In May 2021 the UK under its G7 presidency announced a global pandemic radar to protect health systems by “spotting diseases before they cause future pandemics and enabling the rapid development of vaccines, treatments and tests”. The Coalition for Epidemic Preparedness Innovations (CEPI), a global non-profit vaccine-development body established after the 2014-16 Ebola crisis, was among the first to spring into action at the beginning of the pandemic, commissioning vaccine research in January 2020 – within days of publication of the Sars-CoV-2 genome sequence. In March 2022 the CEPI committed to a 100 day target for safe, effective vaccines in response to the next “disease X” but in a sobering warning that global attention may already be moving on – it garnered only US$1.5 billion of the $3.5b in funding replenishment it was seeking.

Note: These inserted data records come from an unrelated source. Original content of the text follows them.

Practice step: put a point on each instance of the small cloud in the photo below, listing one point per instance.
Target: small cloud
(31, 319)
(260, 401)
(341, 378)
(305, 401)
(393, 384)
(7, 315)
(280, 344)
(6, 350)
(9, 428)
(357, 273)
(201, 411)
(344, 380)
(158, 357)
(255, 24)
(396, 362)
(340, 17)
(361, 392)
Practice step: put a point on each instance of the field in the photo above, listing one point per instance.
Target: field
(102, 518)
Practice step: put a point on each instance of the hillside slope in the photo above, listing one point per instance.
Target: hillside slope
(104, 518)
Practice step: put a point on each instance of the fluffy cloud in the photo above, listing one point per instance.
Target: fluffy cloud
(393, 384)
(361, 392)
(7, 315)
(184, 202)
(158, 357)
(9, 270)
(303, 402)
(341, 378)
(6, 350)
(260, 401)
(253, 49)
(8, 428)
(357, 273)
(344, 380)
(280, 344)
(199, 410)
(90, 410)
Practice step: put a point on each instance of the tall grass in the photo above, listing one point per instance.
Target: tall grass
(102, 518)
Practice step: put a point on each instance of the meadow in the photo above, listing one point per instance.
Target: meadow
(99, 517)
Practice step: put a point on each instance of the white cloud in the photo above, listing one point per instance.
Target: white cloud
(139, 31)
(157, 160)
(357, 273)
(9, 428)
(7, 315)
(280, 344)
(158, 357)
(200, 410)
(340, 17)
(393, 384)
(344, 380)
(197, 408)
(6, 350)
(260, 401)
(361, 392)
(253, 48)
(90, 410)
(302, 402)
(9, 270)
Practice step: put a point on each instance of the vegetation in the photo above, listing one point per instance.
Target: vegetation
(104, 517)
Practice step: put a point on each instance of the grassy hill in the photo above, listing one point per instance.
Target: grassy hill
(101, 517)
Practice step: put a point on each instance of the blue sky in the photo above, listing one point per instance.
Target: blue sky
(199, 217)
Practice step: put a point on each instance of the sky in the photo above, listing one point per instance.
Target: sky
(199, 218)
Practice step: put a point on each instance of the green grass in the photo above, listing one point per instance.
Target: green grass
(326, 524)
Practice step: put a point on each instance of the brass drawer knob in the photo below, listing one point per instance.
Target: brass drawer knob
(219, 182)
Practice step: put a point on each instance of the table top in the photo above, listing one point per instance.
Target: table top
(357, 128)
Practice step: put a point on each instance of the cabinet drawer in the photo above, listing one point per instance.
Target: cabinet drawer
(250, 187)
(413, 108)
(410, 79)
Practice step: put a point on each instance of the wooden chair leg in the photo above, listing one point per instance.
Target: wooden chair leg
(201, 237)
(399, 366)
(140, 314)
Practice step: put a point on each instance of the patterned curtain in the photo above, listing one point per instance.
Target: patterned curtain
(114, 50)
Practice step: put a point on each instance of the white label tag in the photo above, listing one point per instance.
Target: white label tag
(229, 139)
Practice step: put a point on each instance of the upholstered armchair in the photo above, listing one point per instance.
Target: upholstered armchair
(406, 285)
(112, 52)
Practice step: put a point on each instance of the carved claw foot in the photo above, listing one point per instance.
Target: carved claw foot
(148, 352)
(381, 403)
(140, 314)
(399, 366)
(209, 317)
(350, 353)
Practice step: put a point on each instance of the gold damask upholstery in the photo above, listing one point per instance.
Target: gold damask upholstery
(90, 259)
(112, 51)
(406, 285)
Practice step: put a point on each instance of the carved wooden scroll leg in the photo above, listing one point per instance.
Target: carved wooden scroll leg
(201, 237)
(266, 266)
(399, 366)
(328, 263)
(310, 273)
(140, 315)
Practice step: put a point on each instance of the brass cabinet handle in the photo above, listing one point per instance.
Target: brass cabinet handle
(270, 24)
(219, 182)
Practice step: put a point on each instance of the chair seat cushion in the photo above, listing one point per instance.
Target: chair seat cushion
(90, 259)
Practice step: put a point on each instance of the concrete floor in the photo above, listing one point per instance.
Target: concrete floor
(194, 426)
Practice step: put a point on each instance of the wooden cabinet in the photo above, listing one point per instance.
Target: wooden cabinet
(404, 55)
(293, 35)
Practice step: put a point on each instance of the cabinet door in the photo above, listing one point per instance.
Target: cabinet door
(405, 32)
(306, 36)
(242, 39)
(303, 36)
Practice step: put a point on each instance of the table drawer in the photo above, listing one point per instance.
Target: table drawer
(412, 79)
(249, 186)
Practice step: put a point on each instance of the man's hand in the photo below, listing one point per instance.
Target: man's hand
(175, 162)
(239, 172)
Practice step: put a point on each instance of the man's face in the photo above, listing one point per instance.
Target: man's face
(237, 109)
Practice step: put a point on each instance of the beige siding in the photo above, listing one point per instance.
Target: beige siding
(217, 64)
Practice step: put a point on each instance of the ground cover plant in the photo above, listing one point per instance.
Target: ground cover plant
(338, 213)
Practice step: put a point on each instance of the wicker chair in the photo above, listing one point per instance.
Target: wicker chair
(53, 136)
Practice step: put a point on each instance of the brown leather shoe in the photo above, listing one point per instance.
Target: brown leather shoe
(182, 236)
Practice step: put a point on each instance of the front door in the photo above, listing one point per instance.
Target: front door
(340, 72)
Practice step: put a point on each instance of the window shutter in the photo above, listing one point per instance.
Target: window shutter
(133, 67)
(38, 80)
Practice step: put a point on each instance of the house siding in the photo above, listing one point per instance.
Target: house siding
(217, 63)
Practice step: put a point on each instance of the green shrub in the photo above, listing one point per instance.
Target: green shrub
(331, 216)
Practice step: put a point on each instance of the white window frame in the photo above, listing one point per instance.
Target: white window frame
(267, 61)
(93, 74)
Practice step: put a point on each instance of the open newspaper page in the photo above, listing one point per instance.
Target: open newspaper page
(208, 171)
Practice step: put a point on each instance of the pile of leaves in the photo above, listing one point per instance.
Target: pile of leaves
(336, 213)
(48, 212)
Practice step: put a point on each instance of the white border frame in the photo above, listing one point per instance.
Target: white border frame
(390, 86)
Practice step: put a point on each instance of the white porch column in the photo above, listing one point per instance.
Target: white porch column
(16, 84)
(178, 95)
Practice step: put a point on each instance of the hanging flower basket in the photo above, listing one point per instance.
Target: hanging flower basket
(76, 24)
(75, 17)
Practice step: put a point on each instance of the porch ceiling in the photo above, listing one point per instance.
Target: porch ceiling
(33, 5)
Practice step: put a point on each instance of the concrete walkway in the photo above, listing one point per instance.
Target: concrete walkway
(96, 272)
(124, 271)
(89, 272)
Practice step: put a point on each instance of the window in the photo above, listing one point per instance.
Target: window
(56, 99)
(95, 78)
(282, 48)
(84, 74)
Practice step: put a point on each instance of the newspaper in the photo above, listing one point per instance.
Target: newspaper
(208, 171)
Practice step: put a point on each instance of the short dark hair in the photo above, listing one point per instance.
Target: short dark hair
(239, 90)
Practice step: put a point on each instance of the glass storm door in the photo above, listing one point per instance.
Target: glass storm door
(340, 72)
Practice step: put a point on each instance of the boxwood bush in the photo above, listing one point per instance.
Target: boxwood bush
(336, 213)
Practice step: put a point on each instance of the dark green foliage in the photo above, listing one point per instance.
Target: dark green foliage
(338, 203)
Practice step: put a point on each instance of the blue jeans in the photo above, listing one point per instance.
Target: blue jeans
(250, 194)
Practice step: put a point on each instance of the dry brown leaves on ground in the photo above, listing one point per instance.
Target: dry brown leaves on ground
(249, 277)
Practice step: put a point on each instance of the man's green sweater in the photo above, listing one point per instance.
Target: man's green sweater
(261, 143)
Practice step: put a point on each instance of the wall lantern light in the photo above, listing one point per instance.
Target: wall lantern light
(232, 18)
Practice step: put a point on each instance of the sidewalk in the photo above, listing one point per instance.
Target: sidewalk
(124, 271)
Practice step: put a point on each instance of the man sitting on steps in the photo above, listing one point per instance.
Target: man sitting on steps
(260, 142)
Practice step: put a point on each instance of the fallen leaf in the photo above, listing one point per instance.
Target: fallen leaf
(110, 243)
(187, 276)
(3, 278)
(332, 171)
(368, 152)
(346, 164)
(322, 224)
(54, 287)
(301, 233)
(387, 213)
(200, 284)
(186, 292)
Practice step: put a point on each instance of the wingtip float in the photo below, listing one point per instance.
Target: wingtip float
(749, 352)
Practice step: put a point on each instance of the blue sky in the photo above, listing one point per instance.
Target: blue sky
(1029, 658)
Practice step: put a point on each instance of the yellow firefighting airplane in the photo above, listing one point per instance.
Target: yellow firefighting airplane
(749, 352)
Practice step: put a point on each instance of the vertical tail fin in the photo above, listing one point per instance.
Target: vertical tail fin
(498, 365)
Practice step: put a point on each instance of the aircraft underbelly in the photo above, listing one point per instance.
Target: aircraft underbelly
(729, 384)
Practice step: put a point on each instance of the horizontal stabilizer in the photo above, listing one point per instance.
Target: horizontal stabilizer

The race is now on to establish more agile global governance that recognises pandemic preparedness and response as a global public good. There are plenty of technical advances that can populate such a system, but what is fast running out is the political will to create it while Covid-19 is still fresh in our minds.     

Michael Bartos is Honorary Associate Professor, School of Sociology, at the Australian National University. He was lead editor attached to the Secretariat of the Independent Panel for Pandemic Preparedness and Response.

He has conducted research on gaps in pandemic preparedness and for the Independent Panel for Pandemic Preparedness and Response funded by the WHO through consultancy contracts.